So this thread got me thinking. Couple of things that stood out with some of the posts is the "new problem" for some of you..so, who here is riding with canted bindings (now)?

I could be totally wrong but perhaps, like in swisscosmo's "squished baby toes" case (also saw you decided on 390 Bosses in another thread?), the cant might be too much angle? 

Just a theory, but I thought I'd toss it out there, in the event it helps.


----------



## Basti (Sep 22, 2011)

If you have high arches your foot will overpronate each time you put pressure on it. I had the same problem and bought custom insoles that you can mould at home (footprint gamechangers). result: no pain anymore whatsoever.
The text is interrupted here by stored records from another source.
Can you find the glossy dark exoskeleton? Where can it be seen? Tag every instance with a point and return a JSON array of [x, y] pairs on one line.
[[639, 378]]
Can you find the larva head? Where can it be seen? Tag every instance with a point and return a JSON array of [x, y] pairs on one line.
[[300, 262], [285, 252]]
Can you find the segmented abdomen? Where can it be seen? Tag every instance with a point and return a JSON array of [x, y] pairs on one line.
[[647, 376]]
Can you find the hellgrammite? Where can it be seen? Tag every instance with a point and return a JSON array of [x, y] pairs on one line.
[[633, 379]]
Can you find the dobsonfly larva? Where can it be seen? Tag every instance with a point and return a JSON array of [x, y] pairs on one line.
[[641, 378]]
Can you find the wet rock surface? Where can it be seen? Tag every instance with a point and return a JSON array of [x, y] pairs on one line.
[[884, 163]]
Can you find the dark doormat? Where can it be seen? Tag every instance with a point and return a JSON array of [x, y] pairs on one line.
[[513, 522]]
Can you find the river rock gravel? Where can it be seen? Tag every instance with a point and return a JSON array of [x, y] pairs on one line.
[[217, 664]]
I've also heard that Remind Insoles are supposed to be good. I can only suggest to try any of those insoles out. They're not too pricy and they can make your season so much better.


----------



## swisscosmo (Dec 26, 2010)

EatRideSleep said:


> So this thread got me thinking. Couple of things that stood out with some of the posts is the "new problem" for some of you..so, who here is riding with canted bindings (now)?
> 
> I could be totally wrong but perhaps, like in swisscosmo's "squished baby toes" case (also saw you decided on 390 Bosses in another thread?), the cant might be too much angle?
> 
> Just a theory, but I thought I'd toss it out there, in the event it helps.
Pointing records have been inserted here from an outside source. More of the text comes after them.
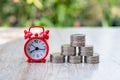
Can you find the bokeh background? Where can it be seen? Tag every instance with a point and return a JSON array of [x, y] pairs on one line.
[[60, 13]]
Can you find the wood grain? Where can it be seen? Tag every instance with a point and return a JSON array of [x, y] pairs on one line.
[[105, 41]]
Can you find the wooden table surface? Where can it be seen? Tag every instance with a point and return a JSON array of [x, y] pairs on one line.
[[105, 41]]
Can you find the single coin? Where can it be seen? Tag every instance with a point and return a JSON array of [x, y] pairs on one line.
[[67, 50], [93, 59]]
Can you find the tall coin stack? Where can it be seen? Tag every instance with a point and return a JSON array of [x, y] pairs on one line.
[[76, 52]]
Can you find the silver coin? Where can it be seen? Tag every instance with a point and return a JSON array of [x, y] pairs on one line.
[[67, 50], [93, 59], [57, 58]]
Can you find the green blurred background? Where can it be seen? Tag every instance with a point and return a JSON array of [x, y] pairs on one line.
[[60, 13]]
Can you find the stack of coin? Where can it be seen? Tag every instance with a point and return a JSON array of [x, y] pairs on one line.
[[92, 59], [57, 58], [75, 59], [77, 40], [76, 52]]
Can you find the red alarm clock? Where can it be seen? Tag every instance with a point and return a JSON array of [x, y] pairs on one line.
[[36, 47]]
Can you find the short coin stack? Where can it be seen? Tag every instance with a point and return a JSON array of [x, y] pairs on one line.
[[76, 52]]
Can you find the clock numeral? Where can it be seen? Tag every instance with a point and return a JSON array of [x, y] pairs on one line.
[[36, 41]]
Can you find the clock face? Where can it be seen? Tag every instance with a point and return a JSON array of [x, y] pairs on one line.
[[36, 49]]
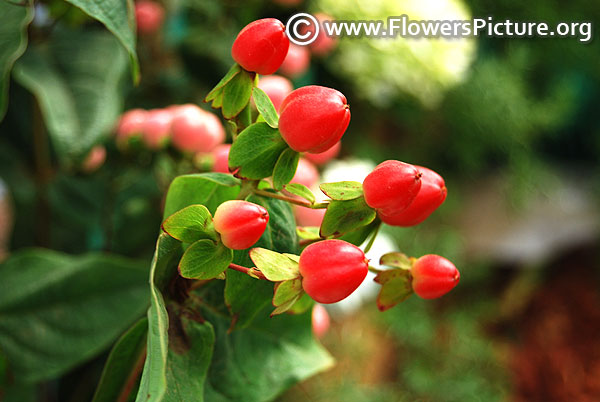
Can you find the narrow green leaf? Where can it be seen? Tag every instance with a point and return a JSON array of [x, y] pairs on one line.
[[237, 93], [301, 191], [285, 168], [119, 18], [255, 152], [190, 224], [275, 266], [13, 41], [205, 259], [344, 216], [265, 107], [343, 190], [395, 287]]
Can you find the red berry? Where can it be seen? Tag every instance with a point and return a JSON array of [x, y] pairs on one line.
[[261, 46], [296, 62], [149, 16], [313, 118], [433, 276], [221, 158], [332, 269], [324, 157], [391, 186], [196, 130], [432, 194], [240, 223], [276, 87], [320, 320]]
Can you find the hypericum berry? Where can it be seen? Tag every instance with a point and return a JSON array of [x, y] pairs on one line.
[[313, 118], [240, 223], [431, 195], [324, 157], [130, 125], [261, 46], [392, 186], [276, 87], [332, 269], [149, 16], [196, 130], [221, 158], [157, 128], [296, 62], [320, 320], [433, 276]]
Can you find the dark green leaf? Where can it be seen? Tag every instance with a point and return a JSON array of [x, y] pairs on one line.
[[13, 41], [125, 356], [345, 216], [47, 301], [256, 151], [343, 190], [285, 168], [208, 189], [237, 93], [205, 259], [190, 224], [265, 107]]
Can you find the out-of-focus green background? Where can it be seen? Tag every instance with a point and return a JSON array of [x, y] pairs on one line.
[[513, 125]]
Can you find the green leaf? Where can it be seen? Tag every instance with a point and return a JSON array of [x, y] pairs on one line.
[[47, 302], [285, 168], [13, 41], [190, 224], [208, 189], [237, 93], [395, 287], [256, 151], [265, 107], [217, 90], [125, 356], [345, 216], [76, 81], [205, 259], [119, 18], [276, 267], [301, 191], [246, 296], [343, 190]]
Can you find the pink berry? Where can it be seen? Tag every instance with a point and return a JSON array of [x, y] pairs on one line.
[[261, 46], [433, 276], [221, 157], [313, 118], [391, 186], [276, 87], [240, 223], [431, 195], [157, 128], [320, 320], [196, 130], [331, 270], [296, 62], [149, 16], [324, 157]]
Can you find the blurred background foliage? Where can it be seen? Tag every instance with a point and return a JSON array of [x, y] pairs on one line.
[[512, 125]]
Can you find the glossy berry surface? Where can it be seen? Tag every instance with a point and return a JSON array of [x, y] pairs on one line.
[[391, 186], [331, 270], [433, 276], [261, 46], [240, 223], [431, 195], [196, 130], [313, 118]]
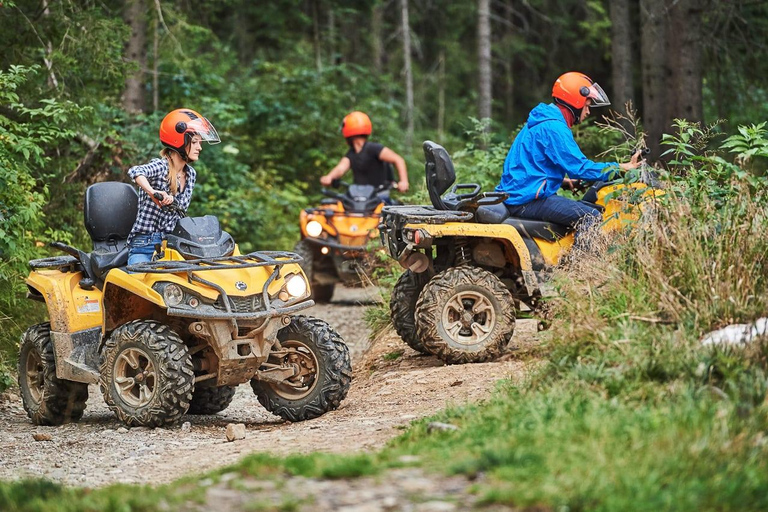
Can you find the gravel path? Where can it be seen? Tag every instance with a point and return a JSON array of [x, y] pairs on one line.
[[385, 395]]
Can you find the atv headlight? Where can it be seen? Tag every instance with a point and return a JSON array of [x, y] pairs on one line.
[[295, 285], [173, 295], [314, 228]]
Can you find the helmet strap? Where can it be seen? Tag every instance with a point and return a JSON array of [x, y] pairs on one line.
[[575, 113]]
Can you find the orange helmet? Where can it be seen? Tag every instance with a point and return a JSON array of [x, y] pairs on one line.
[[573, 88], [356, 123], [178, 127]]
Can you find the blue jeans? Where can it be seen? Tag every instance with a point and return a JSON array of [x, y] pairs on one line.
[[142, 247], [561, 210]]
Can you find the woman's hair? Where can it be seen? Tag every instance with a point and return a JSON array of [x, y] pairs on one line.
[[172, 184]]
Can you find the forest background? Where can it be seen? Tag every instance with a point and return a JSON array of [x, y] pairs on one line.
[[84, 85]]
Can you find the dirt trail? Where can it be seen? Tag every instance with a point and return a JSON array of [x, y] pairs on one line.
[[385, 394]]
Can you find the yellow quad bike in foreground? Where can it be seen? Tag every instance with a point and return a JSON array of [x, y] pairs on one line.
[[175, 335], [470, 265], [336, 235]]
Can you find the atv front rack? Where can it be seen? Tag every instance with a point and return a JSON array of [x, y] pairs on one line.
[[250, 260], [395, 218], [424, 214], [253, 259]]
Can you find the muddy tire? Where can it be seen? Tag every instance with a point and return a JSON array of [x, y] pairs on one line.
[[321, 293], [465, 315], [402, 308], [211, 400], [147, 376], [325, 371], [47, 399]]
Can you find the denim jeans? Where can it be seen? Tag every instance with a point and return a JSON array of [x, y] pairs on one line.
[[561, 210], [142, 247]]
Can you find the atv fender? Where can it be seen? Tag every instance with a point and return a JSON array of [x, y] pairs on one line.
[[128, 298], [503, 232], [76, 317]]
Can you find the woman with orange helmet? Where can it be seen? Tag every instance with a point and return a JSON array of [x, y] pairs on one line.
[[182, 132], [369, 161], [544, 153]]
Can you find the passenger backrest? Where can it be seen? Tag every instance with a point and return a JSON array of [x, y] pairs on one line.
[[109, 211], [439, 172]]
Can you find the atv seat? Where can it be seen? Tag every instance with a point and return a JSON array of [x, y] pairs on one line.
[[109, 211], [498, 214]]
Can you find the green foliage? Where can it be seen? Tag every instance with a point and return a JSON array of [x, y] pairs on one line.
[[27, 135]]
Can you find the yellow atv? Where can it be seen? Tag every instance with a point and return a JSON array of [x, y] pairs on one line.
[[470, 265], [177, 334], [336, 235]]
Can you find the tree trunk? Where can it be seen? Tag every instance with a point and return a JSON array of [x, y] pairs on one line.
[[684, 58], [408, 72], [509, 76], [484, 58], [441, 95], [377, 38], [654, 22], [316, 35], [621, 51], [332, 36], [155, 64], [135, 17]]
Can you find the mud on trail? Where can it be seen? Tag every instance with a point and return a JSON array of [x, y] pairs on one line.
[[386, 394]]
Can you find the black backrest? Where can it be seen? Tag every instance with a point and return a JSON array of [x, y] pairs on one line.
[[109, 212], [439, 171]]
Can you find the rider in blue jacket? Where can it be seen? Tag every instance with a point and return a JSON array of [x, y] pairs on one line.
[[544, 152]]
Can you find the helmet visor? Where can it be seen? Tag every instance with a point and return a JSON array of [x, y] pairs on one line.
[[598, 96], [204, 128]]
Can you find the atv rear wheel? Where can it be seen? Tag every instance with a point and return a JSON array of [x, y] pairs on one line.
[[319, 292], [323, 371], [465, 315], [402, 307], [47, 399], [147, 376], [211, 400]]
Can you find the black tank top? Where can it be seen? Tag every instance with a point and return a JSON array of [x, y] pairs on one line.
[[367, 169]]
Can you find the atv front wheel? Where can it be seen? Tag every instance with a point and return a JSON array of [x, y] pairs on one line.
[[147, 376], [211, 400], [402, 307], [47, 399], [465, 315], [322, 371], [319, 292]]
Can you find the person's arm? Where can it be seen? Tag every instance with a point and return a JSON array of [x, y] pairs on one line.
[[141, 174], [566, 154], [387, 155], [337, 172]]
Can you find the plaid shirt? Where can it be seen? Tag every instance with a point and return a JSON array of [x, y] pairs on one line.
[[150, 218]]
I haven't bought the board or the the 390 Bosses yet as i'm waiting on parents permission but they let me get boots so it should be soon. The board i rode was a rental but it didn't have canter so maybe it was some muscle or blood vessel that was getting stretched or pinched.


----------



## Planespotting (Dec 20, 2011)

Cut short my riding today due to sore feet. Flat feet here too. I have gone to the doc and gotten custom orthodics but still hurt after a green/blue run or two. This is really frustrating... I went boot shopping and have picked out something new to try: Rome Libertines. I am told they are a great all around boot and they felt really comfy. One thing I noticed was heel lift was non-existent. The Burton Rampants I tried before that still had lift. Another recommendation for some here is do not wear too thick of a sock, it will add to the hurt. 

For reference:
Rider - 6' 1" 255lbs. size 10.5-11 US boot
K2 Boa boots
2009 Burton Supermodel X 163cm board
2009 Burton CO2 bindings
Riding mostly groomers


----------



## Ocho (Mar 13, 2011)

swisscosmo said:


> I haven't bought the board or the the 390 Bosses yet as i'm waiting on parents permission but they let me get boots so it should be soon. The board i rode was a rental but it didn't have canter so maybe it was some muscle or blood vessel that was getting stretched or pinched.


Ah okay. So much for that theory! 

Good luck; hope you (all) find a solution.


----------